Williamson has been, despite all this sub-literate noise, the best player on a 16-11 team that’s had some of the worst roster health in the sport. The Pelicans have racked up wins against the Timberwolves, Kings, Nuggets, Mavericks, Thunder, and 76ers while no one was watching. If they finally stay healthy enough to reach the postseason as a full armada, New Orleans causes problems without solutions, with Zion at the center of their powers. He is simply too wide to run and jump like he does, and to also have such silky shooting touch. Wrecking ball Zion might send you backwards, but he doesn’t need you all the way through the wall—just far enough away so that his delicate air mail can float into the rim.
Things have not gone according to the grand plan that the league had for Zion when he was drafted out of Duke, and immediately scheduled for an outsize number of national TV games. That big business eye has moved on from him, now focusing on Victor Wembanyama, the new curiosity on a crappy young team—Zion and the Pelicans beat Wemby’s Spurs 146-110 over the weekend, bumping their record down to 4-21. While it’s far from the rookie’s fault that San Antonio isn’t set up for success, I’m sure that he and Zion could have a good long conversation about the massive space between expectations and reality that the international media racket makes players like them live in.

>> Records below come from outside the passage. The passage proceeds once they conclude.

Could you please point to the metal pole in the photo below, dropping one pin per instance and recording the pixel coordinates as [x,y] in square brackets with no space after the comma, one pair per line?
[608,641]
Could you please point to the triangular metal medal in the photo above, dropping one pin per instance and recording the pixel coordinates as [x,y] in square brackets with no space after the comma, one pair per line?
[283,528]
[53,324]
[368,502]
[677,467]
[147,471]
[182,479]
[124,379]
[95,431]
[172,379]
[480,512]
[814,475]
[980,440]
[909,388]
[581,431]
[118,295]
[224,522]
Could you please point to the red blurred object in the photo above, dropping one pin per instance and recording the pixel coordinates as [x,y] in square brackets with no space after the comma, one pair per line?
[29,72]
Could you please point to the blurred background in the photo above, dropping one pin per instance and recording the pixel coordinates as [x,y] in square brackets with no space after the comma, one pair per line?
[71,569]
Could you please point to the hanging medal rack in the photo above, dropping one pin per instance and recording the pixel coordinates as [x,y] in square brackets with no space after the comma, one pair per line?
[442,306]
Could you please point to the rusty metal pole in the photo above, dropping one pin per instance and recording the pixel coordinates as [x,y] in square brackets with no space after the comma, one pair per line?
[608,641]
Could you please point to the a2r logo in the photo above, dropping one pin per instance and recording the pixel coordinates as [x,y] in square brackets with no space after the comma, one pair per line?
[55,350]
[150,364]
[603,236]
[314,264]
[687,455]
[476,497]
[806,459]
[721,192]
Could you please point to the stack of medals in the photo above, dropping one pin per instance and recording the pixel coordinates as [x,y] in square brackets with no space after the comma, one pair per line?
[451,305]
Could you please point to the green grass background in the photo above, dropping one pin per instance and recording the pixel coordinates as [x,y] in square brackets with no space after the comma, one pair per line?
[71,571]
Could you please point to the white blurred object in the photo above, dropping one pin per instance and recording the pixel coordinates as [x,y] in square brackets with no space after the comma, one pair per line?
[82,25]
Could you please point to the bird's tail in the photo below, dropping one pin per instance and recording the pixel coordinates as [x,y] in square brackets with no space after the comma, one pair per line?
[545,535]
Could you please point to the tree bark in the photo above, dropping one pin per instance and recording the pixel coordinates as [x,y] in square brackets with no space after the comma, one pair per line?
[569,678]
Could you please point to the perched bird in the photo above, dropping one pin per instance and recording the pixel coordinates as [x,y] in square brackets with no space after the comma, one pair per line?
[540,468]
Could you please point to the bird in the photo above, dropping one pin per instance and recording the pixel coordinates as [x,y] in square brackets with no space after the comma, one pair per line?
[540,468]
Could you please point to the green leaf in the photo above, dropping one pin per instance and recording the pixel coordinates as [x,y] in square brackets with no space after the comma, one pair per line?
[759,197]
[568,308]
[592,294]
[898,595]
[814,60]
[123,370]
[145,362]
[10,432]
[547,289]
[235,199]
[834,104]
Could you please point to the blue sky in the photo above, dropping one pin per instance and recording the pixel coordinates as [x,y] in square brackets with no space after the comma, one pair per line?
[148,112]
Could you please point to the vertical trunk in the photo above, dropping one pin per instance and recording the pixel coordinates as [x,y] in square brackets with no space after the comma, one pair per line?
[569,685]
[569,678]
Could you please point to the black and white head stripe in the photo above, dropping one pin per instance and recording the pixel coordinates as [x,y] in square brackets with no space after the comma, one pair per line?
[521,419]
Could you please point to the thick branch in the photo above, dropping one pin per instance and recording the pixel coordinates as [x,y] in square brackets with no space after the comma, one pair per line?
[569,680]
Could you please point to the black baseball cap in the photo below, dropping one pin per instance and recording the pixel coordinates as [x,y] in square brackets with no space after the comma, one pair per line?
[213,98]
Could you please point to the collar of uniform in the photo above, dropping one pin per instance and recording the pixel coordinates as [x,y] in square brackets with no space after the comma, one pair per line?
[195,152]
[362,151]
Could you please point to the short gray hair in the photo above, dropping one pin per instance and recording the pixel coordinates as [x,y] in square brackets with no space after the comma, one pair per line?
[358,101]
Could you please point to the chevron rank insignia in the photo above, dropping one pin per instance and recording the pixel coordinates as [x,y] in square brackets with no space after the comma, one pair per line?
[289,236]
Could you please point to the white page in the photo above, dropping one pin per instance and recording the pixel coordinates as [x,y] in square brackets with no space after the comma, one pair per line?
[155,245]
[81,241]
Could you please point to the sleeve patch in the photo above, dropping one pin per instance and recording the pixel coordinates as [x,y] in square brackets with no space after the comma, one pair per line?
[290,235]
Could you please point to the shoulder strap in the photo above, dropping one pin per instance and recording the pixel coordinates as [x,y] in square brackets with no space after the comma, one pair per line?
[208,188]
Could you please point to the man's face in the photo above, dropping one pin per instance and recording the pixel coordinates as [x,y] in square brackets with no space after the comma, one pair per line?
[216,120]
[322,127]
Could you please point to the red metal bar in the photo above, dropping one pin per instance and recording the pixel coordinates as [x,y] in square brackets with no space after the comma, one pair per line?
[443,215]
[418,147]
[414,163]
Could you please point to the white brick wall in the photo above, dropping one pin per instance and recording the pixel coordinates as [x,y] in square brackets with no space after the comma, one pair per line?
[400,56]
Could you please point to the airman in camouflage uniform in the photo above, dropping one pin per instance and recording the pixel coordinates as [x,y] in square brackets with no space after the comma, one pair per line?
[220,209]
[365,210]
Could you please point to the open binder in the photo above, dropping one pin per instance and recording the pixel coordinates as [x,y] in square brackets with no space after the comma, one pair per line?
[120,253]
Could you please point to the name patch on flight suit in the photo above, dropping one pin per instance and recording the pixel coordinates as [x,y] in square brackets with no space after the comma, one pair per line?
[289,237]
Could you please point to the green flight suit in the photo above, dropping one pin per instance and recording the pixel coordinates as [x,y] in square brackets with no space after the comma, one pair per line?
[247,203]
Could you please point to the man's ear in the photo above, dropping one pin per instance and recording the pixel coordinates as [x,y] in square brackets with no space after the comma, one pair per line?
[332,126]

Because he’s missed roughly half of his career from injuries, and because his reputation has been throttled by the inhuman pressures of that broadcast space, hardly anyone seems to realize that there is a highly unique, uniquely potent player still playing in New Orleans, regardless of how he’s made good (or hasn’t) on the visions of glory that he inspired as a historically dominant NCAA player, capable on every play of doing something you’d never seen before. You don’t have to squint too much to see how, through all the deflated hype and underwhelming results, he remains indomitable enough pull his team through the postseason. Maybe this year he’ll get his chance.